El PASO, Texas -- Preparing for the worst, without traumatizing students. That's the goal of a new Texas law, Senate bill 168, sponsored by El Paso state Sen. Cesar Blanco that went into effect this week.

Active shooter drills are not new in Texas, but the law changes how they'll be conducted.

The new law requires schools to make sure parents, teachers, and more importantly students, get notified with time before these drills are set to happen and they must be age appropriate.

It will also impact the number and types of school drills and exercises schools will have to do following collaborations between the state Fire Marshal, the Texas School Safety Center and the Texas Education Agency.

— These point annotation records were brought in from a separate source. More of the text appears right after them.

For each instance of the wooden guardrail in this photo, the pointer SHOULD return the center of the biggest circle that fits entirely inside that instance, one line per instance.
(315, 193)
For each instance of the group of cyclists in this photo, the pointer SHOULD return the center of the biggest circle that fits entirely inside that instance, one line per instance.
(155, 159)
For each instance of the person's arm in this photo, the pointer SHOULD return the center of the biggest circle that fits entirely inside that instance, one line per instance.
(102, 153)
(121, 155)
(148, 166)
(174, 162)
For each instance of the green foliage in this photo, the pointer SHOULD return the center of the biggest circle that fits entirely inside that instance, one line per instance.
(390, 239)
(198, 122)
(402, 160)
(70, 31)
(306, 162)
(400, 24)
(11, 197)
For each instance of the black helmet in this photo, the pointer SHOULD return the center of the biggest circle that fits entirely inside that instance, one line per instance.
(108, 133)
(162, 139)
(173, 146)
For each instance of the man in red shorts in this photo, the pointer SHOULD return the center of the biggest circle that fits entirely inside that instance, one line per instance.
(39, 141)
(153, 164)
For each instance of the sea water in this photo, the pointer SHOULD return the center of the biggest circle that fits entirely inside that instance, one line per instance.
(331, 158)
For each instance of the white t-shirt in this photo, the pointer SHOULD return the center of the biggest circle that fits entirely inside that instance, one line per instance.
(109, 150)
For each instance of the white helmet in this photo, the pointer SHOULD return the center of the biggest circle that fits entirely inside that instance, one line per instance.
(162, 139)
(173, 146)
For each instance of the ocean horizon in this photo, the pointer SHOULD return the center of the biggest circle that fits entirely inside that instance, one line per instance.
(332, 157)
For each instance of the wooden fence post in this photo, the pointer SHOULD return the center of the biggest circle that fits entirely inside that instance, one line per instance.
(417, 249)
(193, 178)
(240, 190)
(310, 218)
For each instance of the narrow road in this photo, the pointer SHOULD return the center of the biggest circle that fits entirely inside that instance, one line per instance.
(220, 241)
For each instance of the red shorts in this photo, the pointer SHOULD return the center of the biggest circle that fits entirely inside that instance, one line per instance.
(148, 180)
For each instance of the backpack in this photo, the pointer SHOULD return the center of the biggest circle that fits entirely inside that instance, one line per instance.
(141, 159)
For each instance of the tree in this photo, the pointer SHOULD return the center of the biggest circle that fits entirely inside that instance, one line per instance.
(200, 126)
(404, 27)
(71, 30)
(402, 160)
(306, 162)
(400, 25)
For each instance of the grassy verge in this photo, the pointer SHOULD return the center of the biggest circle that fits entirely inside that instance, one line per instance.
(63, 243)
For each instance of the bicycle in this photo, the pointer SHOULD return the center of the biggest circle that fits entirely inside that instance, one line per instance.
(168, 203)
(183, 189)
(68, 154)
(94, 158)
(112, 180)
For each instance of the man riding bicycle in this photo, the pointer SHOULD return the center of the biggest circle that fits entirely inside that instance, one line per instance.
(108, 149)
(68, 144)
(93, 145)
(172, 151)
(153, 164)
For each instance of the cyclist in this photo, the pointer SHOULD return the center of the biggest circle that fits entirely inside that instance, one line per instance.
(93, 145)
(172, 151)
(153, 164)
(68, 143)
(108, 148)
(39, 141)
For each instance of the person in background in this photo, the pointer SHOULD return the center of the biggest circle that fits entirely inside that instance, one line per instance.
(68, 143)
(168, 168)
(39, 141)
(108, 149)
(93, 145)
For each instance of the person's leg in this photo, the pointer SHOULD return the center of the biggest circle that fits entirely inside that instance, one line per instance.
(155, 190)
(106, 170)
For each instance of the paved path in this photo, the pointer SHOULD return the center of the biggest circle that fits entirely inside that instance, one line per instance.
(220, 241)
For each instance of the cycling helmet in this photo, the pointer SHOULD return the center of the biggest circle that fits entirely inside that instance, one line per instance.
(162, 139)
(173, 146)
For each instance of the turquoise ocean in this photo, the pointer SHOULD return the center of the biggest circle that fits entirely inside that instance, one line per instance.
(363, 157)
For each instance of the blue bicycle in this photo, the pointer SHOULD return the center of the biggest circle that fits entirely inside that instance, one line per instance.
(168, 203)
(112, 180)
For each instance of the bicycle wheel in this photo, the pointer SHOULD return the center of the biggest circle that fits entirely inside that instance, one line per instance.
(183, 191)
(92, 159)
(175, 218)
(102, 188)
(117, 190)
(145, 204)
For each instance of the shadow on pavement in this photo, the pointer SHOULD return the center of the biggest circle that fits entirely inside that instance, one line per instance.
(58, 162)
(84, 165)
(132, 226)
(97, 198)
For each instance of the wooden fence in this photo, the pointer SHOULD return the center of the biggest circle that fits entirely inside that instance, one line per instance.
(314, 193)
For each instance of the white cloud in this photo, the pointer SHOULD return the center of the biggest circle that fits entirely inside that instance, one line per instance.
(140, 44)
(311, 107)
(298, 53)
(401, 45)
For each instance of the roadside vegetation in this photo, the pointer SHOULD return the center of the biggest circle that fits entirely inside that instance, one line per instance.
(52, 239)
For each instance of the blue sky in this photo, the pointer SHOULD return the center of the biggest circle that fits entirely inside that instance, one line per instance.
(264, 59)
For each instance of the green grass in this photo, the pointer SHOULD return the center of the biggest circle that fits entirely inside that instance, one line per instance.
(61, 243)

Mental health professionals, law enforcement, school administrators, even teachers, parents, and students will have a say in how these drills will be conducted.

Blanco told ABC-7 that his work on the Mass Violence Prevention and Community Safety Committee following the Aug. 3, 2019 shooting at El Paso's Cielo Vista Walmart helped jump start the new law.

https://twitter.com/CesarJBlanco/status/1404861100265553925

After meeting with mass shooting victims across the state, Blanco said this type of measure was "needed."

"We want to make sure that when we're doing these drills, that they're trauma informed," he said "Making sure that these exercises do not include simulations that could be scary and harmful to not only to the students, but also the teachers and parents. So if we're going to do this, we've got to take the right approach, and we brought the professionals to inform this."

El Paso Independent School District Police Chief Manuel Chavira said the districts as well as other schools across the county already conduct their drills in such manner.

"We when we conduct our drills, which is what Senator Blanco's initiative was, is to not be shooting off blanks, or shotguns, or any kind of explosive devices in the hallways, because that tends to lead to post traumatic stress disorder for the children."